夢見る人

ジャズや往年の英語歌にはまだ見ぬ恋人を夢見る歌詞がいくつもある。

"Beyond the sea"は、海の彼方に僕を待つ恋人がきっといる、ガーシュイン"The man I love"は、いつかきっと素敵な彼氏が現れる。

オールディースの"Where the boys are"も同様だが、1960年前後、当時は洋楽ポップスを日本人歌手が日本語でカバーしてヒットしていたので、この歌も「ボーイハント」という邦題と共に日本語歌詞の印象が強い。

♪わたしの、大好きな、優しい面影、夢見る瞳よ~ 
今ごろ、あの人は、町から町へと、さまよい歩くのか~♪

小学校低学年の私には、「あの人」がまだ見ぬ夢の恋人ということなど理解できず、「好きな人が何故さまよい歩いているのか」が謎だった。

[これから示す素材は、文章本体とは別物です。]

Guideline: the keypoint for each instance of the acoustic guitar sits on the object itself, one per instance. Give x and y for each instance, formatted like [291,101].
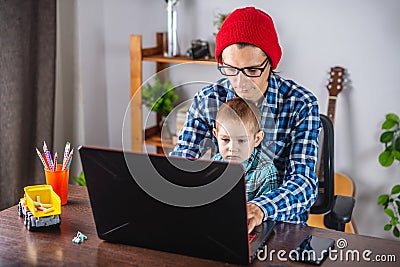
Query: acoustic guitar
[343,184]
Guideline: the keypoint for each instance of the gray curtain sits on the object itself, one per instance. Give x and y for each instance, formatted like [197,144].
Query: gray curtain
[27,88]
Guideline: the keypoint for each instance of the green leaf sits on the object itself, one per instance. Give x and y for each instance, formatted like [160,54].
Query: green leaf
[395,189]
[386,158]
[383,199]
[387,227]
[389,212]
[393,117]
[386,137]
[396,232]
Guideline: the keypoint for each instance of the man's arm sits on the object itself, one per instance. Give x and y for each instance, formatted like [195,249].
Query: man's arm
[291,201]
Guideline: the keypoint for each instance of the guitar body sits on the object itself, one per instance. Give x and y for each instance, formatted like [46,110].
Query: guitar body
[343,184]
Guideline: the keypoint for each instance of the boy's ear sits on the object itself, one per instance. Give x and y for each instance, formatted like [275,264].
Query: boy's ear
[259,137]
[215,132]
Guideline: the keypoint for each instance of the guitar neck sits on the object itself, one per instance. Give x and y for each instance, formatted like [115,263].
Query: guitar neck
[332,108]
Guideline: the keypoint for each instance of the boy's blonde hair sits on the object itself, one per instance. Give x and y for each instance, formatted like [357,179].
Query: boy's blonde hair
[242,111]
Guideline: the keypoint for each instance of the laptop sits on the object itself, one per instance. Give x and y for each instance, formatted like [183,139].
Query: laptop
[190,207]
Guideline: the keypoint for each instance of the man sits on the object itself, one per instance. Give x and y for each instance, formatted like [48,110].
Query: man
[247,51]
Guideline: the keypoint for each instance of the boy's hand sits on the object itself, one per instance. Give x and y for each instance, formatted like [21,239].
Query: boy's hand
[255,216]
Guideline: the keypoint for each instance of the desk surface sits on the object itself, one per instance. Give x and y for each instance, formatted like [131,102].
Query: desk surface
[53,246]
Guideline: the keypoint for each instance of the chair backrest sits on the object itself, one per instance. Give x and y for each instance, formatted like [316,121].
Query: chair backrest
[325,168]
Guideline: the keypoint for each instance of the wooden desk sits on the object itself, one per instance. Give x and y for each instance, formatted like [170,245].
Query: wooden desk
[52,247]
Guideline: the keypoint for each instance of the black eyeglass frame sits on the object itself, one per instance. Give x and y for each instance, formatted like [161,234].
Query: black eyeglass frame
[243,70]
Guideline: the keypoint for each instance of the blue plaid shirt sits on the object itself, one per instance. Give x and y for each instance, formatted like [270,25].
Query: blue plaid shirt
[261,174]
[290,121]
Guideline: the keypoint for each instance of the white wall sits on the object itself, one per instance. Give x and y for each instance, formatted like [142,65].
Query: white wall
[360,35]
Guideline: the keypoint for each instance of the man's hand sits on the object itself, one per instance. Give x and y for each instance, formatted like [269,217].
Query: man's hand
[255,216]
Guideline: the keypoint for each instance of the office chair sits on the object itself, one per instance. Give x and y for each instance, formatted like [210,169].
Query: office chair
[329,211]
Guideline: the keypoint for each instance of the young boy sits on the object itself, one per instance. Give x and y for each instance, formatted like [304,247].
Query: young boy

家にレコードがあった訳でもないのに何故かこの歌が好きで、20歳後半、若手仲間で結成したジャズコーラスグループでやろうとアレンジした。

その頃はオリジナルヒットのコニー・フランシスも知っていたので、英語歌として譜面を書いたが、リードヴォーカル亜樹山ロミさんが「世代的に日本語の印象が強いから」と日本語のレパートリーとなった。

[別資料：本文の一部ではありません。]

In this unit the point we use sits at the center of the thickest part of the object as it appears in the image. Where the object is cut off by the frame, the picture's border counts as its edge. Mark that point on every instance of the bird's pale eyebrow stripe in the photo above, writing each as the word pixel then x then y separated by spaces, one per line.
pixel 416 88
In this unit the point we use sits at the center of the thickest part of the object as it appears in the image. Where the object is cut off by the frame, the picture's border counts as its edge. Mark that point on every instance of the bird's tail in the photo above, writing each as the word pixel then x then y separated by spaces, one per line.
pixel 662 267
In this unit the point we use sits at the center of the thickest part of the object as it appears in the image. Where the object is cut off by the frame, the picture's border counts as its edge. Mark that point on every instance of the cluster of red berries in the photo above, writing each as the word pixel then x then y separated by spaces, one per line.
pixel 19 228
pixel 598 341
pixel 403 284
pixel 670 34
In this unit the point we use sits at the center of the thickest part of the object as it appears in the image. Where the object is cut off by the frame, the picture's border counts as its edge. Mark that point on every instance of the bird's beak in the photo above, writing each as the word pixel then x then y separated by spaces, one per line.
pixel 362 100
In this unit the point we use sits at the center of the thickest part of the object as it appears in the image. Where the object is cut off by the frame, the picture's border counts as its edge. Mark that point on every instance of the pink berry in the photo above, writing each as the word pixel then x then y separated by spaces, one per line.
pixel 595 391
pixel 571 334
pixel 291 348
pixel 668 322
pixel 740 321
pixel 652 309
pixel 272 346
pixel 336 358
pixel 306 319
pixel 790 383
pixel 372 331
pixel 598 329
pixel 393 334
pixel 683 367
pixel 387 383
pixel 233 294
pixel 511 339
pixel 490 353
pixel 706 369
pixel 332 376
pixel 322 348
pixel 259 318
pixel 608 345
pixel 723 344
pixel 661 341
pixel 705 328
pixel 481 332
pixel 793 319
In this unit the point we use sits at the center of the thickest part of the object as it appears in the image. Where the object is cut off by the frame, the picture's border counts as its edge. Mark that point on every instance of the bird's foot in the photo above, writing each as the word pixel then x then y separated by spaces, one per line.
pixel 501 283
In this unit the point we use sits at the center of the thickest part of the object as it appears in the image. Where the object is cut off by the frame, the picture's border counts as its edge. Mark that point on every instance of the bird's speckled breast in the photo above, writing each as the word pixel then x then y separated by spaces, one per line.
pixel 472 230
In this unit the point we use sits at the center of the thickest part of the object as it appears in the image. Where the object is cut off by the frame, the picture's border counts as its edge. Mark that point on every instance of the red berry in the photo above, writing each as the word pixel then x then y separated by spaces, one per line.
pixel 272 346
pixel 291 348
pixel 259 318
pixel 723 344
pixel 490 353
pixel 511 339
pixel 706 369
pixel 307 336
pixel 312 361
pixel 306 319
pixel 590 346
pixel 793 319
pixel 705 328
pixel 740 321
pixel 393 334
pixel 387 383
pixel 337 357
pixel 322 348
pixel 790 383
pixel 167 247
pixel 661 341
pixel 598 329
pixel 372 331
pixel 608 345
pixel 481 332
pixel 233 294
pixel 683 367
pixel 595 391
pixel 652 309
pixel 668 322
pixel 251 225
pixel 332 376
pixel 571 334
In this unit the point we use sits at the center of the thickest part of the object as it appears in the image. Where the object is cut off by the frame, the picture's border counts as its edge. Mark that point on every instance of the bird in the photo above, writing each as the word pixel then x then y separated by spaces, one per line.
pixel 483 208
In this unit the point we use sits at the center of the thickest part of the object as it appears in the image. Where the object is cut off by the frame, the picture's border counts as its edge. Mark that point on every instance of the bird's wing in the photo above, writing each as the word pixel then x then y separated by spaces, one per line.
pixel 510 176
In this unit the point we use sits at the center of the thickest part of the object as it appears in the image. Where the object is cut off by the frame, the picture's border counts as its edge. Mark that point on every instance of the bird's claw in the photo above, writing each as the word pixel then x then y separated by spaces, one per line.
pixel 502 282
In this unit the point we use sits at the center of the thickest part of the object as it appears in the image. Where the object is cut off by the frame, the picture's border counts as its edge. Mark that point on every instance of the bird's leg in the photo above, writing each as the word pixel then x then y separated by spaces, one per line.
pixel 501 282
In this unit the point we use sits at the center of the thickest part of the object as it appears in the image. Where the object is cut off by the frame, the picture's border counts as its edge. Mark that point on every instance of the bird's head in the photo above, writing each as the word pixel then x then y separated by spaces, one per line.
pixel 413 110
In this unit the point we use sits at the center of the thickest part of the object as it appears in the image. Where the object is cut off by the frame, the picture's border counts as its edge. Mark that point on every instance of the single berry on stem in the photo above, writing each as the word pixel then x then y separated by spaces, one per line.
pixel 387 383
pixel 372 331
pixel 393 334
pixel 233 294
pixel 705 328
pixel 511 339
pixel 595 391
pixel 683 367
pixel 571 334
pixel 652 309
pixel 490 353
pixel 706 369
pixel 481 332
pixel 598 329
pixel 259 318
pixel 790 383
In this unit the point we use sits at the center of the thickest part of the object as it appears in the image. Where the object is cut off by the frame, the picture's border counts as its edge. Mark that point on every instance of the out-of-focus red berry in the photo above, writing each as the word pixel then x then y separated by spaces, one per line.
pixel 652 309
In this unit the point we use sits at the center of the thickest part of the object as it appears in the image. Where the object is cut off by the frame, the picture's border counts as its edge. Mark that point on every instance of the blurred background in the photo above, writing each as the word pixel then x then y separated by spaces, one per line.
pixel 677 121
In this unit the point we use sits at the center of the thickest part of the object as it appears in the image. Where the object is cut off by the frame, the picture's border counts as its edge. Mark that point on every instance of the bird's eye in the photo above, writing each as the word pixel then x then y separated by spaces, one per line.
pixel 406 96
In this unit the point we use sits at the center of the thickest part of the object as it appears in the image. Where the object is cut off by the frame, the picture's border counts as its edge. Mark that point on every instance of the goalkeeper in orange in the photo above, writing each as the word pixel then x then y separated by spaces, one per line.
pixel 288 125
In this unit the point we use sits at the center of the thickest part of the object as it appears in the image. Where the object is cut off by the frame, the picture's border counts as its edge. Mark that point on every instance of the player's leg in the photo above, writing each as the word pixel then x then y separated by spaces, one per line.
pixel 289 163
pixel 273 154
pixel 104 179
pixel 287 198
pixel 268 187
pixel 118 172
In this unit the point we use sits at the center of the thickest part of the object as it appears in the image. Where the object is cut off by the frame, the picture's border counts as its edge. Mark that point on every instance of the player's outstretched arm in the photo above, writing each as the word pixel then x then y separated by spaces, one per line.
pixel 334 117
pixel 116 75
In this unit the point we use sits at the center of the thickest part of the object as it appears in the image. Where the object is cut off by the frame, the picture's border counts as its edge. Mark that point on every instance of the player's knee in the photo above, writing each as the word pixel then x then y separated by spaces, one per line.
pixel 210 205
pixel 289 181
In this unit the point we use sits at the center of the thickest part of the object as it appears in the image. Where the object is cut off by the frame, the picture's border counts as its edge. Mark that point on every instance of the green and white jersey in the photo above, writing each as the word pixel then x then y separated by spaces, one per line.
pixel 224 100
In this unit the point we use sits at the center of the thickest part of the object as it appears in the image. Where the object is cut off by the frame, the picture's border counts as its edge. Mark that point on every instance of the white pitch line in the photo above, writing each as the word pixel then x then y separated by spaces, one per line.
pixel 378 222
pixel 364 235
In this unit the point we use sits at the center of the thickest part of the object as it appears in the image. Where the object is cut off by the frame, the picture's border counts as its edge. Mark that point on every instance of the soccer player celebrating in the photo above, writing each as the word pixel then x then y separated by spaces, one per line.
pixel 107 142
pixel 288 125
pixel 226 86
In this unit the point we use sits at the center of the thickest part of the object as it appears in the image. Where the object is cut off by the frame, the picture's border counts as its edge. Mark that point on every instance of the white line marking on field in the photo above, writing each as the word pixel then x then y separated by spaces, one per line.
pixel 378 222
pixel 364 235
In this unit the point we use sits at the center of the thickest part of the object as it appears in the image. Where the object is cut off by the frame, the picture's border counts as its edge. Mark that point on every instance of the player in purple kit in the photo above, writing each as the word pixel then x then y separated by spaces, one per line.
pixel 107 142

当時、各地のホテルなどでのショー仕事も多く、この歌はとても受けて、「やはり日本語は受けるね」などと言いあった。

あれから30年余り、高齢化社会の今、「~さまよい歩く」の歌詞に「徘徊」の二文字を重ねてしまっては、どうにも夢がなくていけない。

さて本日、88歳4か月ながらそういう二文字に縁遠い北村英治さんとのライブ、銀座「スイング」。